PearlWatson
Well-Known Member
Question: can we recreate evolution in a lab? Are the mechanics of evolution well-enough understood that we can reproduce it? Have we created life through evolutionary means? Seriously just curious. I have read about experiments with what we think the early "soup" looked like and then shocked it with fake lightning and were able to jolt together the beginnings of protein structures, but far from something that would then move to the next step and start reproducing.
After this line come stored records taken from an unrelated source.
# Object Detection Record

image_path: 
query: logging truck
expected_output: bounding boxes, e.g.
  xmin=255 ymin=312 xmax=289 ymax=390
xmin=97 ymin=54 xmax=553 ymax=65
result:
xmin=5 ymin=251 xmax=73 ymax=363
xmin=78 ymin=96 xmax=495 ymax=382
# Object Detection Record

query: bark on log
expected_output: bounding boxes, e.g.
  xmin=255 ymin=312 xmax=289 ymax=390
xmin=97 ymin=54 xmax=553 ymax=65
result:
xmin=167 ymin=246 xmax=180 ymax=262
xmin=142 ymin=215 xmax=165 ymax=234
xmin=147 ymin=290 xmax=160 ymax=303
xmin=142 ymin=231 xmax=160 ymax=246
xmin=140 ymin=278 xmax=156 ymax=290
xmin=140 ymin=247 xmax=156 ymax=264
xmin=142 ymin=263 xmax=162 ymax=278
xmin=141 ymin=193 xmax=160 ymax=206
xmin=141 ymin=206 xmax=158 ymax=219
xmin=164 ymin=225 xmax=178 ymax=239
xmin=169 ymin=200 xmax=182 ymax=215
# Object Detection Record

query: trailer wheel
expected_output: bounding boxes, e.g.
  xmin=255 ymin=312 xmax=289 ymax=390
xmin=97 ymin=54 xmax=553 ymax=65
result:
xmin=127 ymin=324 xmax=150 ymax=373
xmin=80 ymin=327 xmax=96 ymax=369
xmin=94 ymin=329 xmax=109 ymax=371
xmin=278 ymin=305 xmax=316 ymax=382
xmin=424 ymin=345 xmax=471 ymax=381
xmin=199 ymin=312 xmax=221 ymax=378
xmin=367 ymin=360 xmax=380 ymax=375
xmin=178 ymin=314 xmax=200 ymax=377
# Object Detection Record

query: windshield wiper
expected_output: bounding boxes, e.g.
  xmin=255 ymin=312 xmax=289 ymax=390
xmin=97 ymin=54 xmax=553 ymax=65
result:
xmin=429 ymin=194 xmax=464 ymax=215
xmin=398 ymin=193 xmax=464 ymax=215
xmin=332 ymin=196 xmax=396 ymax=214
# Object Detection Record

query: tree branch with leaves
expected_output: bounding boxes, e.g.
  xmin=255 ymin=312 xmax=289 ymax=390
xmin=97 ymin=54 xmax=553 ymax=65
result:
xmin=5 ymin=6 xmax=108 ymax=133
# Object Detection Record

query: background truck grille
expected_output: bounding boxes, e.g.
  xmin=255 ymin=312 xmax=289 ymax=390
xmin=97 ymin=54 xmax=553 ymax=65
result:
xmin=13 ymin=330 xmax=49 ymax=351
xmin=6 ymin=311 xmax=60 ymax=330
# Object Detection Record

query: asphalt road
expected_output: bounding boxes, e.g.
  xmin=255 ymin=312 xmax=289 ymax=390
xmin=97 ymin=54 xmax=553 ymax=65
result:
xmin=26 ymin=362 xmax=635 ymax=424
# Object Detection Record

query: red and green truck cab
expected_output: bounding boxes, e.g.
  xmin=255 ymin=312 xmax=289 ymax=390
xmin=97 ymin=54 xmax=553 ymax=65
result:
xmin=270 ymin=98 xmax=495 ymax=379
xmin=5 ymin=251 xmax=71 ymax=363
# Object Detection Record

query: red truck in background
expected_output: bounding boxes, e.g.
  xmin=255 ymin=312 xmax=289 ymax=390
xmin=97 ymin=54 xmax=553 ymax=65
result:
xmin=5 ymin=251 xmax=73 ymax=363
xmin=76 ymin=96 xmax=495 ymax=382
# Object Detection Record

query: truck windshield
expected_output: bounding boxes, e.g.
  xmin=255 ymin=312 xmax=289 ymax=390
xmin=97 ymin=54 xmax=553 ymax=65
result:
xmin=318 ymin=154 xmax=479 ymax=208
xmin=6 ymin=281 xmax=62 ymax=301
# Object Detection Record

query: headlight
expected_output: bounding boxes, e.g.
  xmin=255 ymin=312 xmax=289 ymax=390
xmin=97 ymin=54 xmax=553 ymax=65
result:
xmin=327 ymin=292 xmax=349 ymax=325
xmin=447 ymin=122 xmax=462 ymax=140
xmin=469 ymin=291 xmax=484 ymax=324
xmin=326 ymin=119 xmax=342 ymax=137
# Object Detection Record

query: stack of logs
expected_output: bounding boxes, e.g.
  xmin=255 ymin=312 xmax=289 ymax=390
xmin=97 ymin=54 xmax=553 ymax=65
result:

How close are we to being able to recreate life in the laboratory or cause something to evolve artificially (and not by purposefully meddling with genetics, which is more like creative design than evolution).
Don't let duck screw around with you by describing the mechanisms of Darwinism as "change over time."
Darwin's theory:
1. Life began accidentally with a single celled organism (common ancestor)
2. Random(accidental) mutation of new desirable attributes. (highly implausible)
3. Natural selection weeding out the "less fit" attributes (circular argument)
4. Leads to creation of new species
Basically, "All life and all the attributes of life are an accident."
So the mechanisms are random mutation and natural selection.
Random Mutation: How can you prove it was "random" after the fact? That's why the guy in the debate started out by stating the differences between hard science like physics vs. "historical science" (a nice way of saying pseudoscience)
Natural selection: This is just a circular argument. "By the process of natural selection the "fittest" survived. Who are the "fittest?" The ones who survived! Look it happens every time!"
Plus "natural" and "selection" are extremely versatile in the Darwin doctrine.